Menteri Investasi/Kepala BKPM Bahlil Lahadalia mengatakan dibangunnya pabrik baru Nestle Indonesia di Batang Jawa Tengah membuktikan kepercayaan dunia terhadap investasi di Indonesia meningkat.

"Nestle hari ini telah membuktikan perannya dalam mewujudkan tersebut, saya juga ucapkan terima kasih kepada wakil dubes bahwa dalam sejarah Indonesia pasca reformasi belum pernah Swiss itu menjadi negara foreign direct investment nomor 5 di Indonesia," kata Bahlil dalam acara Peletakan Batu Pertama Pabrik Nestle Bandaraya & Peresmian Perluasan Pabrik PT Nestle Indonesia, di Batang, Kamis (20/5).

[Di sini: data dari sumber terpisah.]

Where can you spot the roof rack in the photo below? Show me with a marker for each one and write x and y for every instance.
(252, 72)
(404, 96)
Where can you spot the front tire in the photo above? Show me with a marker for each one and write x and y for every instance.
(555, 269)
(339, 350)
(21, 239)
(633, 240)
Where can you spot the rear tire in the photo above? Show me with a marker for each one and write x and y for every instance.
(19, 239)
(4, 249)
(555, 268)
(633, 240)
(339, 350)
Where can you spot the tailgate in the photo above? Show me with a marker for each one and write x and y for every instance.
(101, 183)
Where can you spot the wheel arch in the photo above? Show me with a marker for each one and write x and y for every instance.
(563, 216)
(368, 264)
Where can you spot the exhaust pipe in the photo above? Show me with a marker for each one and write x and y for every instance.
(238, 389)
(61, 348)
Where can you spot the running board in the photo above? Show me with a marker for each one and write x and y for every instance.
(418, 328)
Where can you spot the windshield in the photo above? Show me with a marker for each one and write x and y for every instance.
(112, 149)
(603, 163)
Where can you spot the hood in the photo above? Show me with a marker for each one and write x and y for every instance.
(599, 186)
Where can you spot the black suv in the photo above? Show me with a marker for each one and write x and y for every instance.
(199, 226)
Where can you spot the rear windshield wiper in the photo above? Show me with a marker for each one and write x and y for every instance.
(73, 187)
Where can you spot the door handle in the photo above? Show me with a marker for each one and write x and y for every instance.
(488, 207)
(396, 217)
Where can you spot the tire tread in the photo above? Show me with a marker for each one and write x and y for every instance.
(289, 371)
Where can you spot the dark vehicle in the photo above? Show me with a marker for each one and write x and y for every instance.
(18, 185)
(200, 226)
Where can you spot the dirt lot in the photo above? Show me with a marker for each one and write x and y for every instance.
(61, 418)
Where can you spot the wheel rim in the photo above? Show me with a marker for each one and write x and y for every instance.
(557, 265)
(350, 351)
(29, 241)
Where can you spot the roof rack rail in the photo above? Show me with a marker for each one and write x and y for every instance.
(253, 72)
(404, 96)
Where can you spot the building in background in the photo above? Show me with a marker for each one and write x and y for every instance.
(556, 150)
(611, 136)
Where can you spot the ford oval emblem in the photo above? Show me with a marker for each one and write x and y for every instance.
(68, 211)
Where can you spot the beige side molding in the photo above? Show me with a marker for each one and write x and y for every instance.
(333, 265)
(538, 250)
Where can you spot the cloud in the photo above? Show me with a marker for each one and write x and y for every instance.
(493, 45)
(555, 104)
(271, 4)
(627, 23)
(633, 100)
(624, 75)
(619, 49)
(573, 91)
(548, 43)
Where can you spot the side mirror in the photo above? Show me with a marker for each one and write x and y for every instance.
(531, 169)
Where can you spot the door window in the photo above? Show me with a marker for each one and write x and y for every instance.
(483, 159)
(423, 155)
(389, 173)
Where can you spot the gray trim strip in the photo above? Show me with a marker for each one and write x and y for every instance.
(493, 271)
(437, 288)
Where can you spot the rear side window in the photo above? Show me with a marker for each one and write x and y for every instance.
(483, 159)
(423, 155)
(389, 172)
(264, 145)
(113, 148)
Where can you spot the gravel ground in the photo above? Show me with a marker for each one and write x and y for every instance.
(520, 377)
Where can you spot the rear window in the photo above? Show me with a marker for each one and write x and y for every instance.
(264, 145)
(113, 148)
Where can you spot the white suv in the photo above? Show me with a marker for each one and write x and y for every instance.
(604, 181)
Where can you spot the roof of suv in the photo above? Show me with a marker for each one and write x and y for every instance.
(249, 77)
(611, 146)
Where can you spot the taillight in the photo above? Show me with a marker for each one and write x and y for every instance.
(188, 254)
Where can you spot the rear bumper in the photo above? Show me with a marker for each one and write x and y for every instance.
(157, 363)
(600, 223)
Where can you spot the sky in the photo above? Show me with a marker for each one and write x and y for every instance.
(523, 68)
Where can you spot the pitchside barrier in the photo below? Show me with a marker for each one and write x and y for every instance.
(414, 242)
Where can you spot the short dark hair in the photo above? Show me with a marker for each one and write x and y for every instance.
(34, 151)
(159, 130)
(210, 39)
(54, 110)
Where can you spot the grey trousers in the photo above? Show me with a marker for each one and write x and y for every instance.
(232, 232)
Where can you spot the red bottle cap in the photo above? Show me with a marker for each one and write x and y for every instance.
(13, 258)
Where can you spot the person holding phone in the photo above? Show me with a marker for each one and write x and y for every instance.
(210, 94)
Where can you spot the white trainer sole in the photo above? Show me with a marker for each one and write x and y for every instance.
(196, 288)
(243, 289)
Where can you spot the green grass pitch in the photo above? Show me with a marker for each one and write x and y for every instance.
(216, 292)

Tapi di kuartal pertama tahun 2021 ini, investasi-investasi sudah mulai masuk ke Indonesia, salah satunya Nestle yang saat ini sedang dalam tahap pembangunan pabrik baru di Batang dan perluasan pabrik-pabriknya di Indonesia dengan nilai investasi mencapai USD 220 juta atau Rp 3,1 triliun.

"Semoga ini menjadi angin segar. Ini artinya apa? ada kepercayaan dari dunia internasional kepada negara kita, apalagi kita sekarang telah melakukan reformasi secara besar-besaran dalam rangka bagaimana memudahkan para pelaku pelaku usaha para investor di negara kita," ungkapnya.

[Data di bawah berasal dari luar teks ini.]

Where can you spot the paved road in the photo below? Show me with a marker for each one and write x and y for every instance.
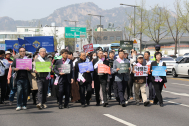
(174, 113)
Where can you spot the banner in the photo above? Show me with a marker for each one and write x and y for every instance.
(43, 66)
(102, 68)
(158, 71)
(12, 44)
(22, 64)
(33, 43)
(126, 45)
(84, 67)
(64, 68)
(141, 70)
(2, 46)
(124, 68)
(88, 48)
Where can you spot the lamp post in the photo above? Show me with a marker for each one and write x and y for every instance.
(75, 26)
(100, 23)
(134, 14)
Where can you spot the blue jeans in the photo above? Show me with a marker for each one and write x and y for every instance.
(50, 85)
(12, 94)
(22, 90)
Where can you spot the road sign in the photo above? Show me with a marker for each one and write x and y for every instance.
(75, 32)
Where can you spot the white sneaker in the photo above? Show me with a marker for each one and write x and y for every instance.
(18, 108)
(24, 107)
(44, 106)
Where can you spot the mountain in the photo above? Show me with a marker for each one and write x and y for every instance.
(74, 12)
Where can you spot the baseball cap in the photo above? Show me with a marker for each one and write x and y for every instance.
(139, 56)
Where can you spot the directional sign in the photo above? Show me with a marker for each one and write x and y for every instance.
(75, 32)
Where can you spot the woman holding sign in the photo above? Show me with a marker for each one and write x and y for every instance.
(158, 79)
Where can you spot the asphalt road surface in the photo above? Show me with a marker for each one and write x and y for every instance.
(174, 113)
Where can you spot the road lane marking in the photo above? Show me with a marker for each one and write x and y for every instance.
(119, 120)
(179, 79)
(180, 84)
(180, 94)
(177, 103)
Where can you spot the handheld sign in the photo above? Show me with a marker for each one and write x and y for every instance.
(43, 66)
(158, 71)
(102, 68)
(141, 71)
(64, 68)
(84, 67)
(124, 68)
(22, 64)
(88, 48)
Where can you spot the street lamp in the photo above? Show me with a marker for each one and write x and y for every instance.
(75, 27)
(134, 14)
(100, 22)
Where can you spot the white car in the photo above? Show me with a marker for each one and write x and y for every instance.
(181, 67)
(170, 63)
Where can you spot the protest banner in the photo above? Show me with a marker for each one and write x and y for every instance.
(141, 70)
(86, 66)
(22, 64)
(158, 71)
(64, 68)
(43, 66)
(124, 67)
(88, 48)
(102, 68)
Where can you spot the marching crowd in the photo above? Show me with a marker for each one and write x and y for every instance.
(79, 87)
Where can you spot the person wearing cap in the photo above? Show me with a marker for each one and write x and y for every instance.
(111, 77)
(140, 83)
(100, 79)
(158, 81)
(121, 79)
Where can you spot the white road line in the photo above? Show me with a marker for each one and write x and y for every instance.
(174, 93)
(177, 103)
(180, 84)
(119, 120)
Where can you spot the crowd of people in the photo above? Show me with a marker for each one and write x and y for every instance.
(79, 87)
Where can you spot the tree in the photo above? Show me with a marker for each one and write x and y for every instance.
(155, 23)
(175, 24)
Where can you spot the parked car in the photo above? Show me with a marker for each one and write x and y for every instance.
(181, 67)
(170, 62)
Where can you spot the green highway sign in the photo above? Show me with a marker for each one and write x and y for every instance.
(75, 32)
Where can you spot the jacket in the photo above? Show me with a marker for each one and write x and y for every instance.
(86, 75)
(13, 66)
(163, 77)
(69, 76)
(40, 74)
(123, 76)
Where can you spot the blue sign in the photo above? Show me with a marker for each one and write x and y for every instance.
(2, 46)
(33, 43)
(84, 67)
(12, 44)
(158, 71)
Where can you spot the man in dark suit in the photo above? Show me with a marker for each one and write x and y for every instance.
(64, 80)
(84, 81)
(100, 78)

Bahlil menjelaskan, Indonesia sekarang sudah melakukan perubahan besar-besaran dalam proses penanganan bagi dunia usaha. Misalnya dalam hal perizinan tidak persulit lagi, termasuk untuk Nestle yang saat ini sedang BKPM urus terkait izin pembangunannya.

"Nestle ini satu perusahaan contoh yang tim BKPM mengurus tidak lama, tidak pakai duit-duit, tidak pakai amplop-amplop, kita sudah harus berubah. Ini adalah yang dimaksudkan oleh Presiden untuk bagaimana mengarah kepada transparansi," jelasnya.

Menurutnya sesuai dengan arahan Presiden kepada semua pihak, khususnya pada pemerintah jangan menahan izin pelaku usaha. Jika menahan izin, maka sama dengan menahan lapangan pekerjaan, menahan izin itu sama dengan menahan laju pertumbuhan ekonomi dan menahan izin itu sama dengan menahan pendapatan daerah maupun pendapatan negara.

"Kontribusi pertumbuhan ekonomi nasional kita 60 persen dari sektor konsumsi dan 30 persen itu dari sektor investasi. Tetapi kalau pertumbuhan ekonomi kita akan tinggi di atas 5 persen, maka yang bisa digenjot adalah investasi," pungkasnya.